Both warring sides in Sudan have received external support in various forms, raising concerns about how this assistance is being used and the implications for the country’s future. According to Sudanese political commentator and analyst Dallia Abdelmoniem, the involvement of foreign actors has further complicated the conflict and questions their motivations. “The question is, what do these outside actors benefit from their roles in the current war, what do they stand to gain, and how detrimental is that to the future of Sudan?” she said. 

Abdelmoniem highlighted examples such as the United Arab Emirates (UAE), whose actions, she argued, serve its own interests, and Russia, which allegedly supports both sides to secure benefits regardless of the outcome. 

“How can they be facilitators when their hands are full of Sudanese blood? They should first negotiate with each other to stop interfering in Sudan’s internal affairs.”

— Fathi Al-Fadol, Central Committee Member, Communist Party

Fathi Al-Fadol, a member of the central committee of the Sudanese communist party, has described the ongoing conflict in Sudan as a proxy war fuelled by foreign interference. He argued that while the war began as an internal power struggle between two factions of the same regime, it quickly escalated into a broader conflict driven by external interests. “The first execution of the war was not by chance—it was planned and carried out with the understanding and support of foreign powers.” Al-Fadol said, pointing to countries like Russia, Turkey, Iran, and the UAE as key players pursuing their own interests. 

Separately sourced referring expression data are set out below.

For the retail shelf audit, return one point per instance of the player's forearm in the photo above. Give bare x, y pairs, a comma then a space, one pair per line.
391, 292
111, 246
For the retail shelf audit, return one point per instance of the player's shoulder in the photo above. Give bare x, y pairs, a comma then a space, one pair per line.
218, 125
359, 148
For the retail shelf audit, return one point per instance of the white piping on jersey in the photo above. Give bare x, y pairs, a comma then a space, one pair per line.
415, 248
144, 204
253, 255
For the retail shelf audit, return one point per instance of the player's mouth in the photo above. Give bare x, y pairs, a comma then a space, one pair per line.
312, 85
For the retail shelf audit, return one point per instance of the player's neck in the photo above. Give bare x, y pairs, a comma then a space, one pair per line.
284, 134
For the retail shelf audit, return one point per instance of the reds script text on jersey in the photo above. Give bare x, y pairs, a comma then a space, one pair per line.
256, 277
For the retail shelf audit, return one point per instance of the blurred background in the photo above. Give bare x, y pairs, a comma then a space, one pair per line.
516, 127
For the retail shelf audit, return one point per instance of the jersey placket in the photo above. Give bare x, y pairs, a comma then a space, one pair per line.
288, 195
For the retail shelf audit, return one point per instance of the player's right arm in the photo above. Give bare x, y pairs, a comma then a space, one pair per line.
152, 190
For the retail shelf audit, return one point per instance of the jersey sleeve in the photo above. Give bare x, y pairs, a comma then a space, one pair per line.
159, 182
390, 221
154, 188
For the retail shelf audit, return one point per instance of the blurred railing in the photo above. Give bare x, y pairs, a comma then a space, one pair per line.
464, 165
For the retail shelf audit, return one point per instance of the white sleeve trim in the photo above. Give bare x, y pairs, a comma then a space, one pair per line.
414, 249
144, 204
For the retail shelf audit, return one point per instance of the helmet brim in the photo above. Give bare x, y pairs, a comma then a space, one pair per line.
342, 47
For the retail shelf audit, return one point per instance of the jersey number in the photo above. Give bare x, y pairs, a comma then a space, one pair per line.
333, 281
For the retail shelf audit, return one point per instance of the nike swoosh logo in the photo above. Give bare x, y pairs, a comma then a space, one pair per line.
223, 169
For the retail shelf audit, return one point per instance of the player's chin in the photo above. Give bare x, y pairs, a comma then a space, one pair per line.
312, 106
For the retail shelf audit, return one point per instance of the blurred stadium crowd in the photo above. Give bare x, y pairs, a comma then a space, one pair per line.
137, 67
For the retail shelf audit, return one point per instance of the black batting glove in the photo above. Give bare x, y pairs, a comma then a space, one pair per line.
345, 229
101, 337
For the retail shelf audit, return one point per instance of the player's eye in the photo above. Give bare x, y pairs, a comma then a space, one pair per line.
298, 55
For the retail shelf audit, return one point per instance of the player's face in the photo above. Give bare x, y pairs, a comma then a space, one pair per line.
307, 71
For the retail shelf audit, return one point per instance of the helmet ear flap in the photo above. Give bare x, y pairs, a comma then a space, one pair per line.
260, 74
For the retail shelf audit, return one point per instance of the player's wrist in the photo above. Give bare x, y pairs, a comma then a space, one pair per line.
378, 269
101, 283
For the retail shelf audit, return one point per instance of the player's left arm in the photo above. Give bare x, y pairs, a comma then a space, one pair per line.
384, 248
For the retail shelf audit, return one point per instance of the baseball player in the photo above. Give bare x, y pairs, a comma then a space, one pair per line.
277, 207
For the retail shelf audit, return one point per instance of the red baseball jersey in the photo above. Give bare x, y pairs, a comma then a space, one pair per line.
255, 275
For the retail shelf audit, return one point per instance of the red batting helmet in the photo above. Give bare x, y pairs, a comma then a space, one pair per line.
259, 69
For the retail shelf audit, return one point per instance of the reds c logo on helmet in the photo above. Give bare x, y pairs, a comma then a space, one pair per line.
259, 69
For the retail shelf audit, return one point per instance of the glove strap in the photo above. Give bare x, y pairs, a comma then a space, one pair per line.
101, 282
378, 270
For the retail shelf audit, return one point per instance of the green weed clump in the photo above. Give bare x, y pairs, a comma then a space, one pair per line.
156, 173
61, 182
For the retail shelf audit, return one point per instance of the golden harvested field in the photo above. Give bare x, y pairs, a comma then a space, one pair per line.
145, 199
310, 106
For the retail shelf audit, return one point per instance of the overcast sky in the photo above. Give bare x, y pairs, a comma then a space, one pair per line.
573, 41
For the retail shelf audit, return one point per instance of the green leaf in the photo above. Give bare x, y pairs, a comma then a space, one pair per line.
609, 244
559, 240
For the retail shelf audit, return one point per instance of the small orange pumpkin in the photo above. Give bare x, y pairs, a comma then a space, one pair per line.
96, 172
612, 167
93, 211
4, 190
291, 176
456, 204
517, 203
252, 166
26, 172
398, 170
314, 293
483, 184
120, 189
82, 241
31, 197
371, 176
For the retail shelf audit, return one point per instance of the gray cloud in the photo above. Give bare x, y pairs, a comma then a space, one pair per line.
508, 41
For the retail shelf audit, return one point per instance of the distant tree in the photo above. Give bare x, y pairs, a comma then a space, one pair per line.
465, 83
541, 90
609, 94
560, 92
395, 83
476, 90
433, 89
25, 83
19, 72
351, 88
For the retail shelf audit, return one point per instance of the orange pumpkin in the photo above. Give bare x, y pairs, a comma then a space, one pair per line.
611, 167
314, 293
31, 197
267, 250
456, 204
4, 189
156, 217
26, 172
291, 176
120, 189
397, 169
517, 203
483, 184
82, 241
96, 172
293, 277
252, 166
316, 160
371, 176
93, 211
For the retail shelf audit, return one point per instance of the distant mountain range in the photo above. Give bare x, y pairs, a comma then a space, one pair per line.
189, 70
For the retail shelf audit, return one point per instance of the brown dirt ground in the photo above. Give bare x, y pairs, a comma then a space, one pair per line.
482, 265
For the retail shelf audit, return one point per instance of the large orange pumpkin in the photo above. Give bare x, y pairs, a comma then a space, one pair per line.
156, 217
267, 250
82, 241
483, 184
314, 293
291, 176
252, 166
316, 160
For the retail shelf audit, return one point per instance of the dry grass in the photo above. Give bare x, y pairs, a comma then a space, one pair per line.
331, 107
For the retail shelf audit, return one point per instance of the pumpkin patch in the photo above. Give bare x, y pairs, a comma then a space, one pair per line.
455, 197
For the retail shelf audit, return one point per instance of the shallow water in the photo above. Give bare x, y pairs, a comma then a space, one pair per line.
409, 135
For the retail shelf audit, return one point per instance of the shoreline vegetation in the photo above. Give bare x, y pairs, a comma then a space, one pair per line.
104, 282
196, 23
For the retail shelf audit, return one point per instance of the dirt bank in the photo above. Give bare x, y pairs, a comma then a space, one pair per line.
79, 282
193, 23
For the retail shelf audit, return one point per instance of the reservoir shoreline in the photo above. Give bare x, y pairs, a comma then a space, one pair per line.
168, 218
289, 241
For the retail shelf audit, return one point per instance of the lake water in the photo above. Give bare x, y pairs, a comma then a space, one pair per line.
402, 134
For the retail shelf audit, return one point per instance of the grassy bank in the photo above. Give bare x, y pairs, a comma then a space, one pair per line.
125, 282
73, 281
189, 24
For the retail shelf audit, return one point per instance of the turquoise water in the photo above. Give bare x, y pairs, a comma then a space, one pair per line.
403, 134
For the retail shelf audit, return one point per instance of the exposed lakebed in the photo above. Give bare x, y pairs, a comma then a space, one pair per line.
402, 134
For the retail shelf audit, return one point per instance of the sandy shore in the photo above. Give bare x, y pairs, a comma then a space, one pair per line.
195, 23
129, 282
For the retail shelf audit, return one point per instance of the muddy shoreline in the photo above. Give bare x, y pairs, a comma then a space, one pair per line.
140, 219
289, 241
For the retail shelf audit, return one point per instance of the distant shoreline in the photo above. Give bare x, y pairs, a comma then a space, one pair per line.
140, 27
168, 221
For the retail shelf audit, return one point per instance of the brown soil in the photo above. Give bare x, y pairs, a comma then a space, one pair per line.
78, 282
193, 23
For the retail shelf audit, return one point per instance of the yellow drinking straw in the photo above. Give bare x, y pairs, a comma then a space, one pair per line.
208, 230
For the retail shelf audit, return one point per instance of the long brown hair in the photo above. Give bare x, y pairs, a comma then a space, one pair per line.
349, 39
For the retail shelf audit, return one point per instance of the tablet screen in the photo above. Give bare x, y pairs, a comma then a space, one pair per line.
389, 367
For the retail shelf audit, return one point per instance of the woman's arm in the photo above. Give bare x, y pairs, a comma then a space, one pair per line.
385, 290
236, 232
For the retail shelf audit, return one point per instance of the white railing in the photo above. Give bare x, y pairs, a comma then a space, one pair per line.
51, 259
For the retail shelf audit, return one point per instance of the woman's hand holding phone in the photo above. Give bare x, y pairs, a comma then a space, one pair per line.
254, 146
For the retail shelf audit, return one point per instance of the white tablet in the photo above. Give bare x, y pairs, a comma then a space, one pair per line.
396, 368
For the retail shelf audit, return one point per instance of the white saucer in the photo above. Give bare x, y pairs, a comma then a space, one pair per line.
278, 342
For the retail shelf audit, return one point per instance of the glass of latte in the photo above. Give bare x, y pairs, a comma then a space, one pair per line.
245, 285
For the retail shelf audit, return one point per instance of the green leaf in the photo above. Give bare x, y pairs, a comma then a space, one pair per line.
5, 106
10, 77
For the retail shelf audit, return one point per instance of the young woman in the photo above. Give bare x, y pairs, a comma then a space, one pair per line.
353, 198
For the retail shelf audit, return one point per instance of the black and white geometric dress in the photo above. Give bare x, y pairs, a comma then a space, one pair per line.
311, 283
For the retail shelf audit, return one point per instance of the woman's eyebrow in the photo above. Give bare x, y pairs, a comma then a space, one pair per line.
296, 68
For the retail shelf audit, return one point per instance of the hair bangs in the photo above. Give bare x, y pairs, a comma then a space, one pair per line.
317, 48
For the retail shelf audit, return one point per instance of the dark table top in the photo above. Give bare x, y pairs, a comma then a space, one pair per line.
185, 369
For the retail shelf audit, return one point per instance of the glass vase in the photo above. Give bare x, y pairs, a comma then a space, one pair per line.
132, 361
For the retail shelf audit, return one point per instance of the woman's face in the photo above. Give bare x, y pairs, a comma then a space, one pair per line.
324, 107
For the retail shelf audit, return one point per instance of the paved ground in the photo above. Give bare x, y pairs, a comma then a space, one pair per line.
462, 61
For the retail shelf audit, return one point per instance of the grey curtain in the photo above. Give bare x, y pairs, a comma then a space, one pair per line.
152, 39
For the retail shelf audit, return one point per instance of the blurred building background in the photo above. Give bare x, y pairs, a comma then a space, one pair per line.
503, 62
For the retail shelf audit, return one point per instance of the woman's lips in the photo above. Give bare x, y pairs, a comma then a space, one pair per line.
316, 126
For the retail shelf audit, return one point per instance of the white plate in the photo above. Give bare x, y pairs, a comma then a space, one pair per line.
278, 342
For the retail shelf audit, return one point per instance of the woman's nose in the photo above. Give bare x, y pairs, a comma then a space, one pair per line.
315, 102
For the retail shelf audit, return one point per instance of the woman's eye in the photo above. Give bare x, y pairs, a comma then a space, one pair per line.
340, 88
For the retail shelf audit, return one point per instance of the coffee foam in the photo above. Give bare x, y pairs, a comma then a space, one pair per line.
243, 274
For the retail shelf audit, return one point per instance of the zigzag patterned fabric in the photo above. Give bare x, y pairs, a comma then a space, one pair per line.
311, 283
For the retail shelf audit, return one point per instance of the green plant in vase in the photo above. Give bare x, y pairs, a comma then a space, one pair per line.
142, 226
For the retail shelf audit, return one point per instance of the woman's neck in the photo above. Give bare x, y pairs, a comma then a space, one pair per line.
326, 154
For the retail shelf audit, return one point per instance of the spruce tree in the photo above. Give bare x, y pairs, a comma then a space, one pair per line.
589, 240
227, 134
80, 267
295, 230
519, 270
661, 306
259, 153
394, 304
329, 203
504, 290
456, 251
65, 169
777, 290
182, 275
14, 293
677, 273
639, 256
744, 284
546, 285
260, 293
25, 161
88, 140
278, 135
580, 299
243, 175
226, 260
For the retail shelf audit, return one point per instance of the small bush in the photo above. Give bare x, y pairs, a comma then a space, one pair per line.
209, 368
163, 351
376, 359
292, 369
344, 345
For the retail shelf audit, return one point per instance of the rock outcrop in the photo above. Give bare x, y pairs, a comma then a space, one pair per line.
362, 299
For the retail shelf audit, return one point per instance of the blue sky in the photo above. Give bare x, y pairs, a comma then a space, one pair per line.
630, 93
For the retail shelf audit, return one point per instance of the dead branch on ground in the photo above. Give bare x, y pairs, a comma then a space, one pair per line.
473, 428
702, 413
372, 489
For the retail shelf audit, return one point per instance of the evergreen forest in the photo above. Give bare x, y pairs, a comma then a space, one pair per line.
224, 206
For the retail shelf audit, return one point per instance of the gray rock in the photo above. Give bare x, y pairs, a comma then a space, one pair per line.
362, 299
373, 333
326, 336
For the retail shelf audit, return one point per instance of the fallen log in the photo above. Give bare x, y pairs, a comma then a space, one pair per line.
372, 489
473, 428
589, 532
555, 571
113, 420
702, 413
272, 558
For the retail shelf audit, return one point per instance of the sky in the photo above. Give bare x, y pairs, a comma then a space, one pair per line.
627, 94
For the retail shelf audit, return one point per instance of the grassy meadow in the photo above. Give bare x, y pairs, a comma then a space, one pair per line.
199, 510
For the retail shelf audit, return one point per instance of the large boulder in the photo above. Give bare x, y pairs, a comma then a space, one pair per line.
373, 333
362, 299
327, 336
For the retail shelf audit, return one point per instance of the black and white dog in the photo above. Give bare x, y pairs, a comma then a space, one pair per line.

Al-Fadol highlighted the irony of nations involved in the conflict acting as mediators, referring to Egypt and the UAE. “How can they be facilitators when their hands are full of Sudanese blood? They should first negotiate with each other to stop interfering in Sudan’s internal affairs.” He stated that if external powers ceased their involvement, the war would likely end long ago. 

Al-Fadol emphasised the role of internal factors, including the Muslim Brotherhood, which has aligned itself with the SAF as a means of survival: “For the Muslim Brotherhood, this war is existential. They’ve mobilised militias to back SAF, complicating internal dynamics ever further,” he concluded.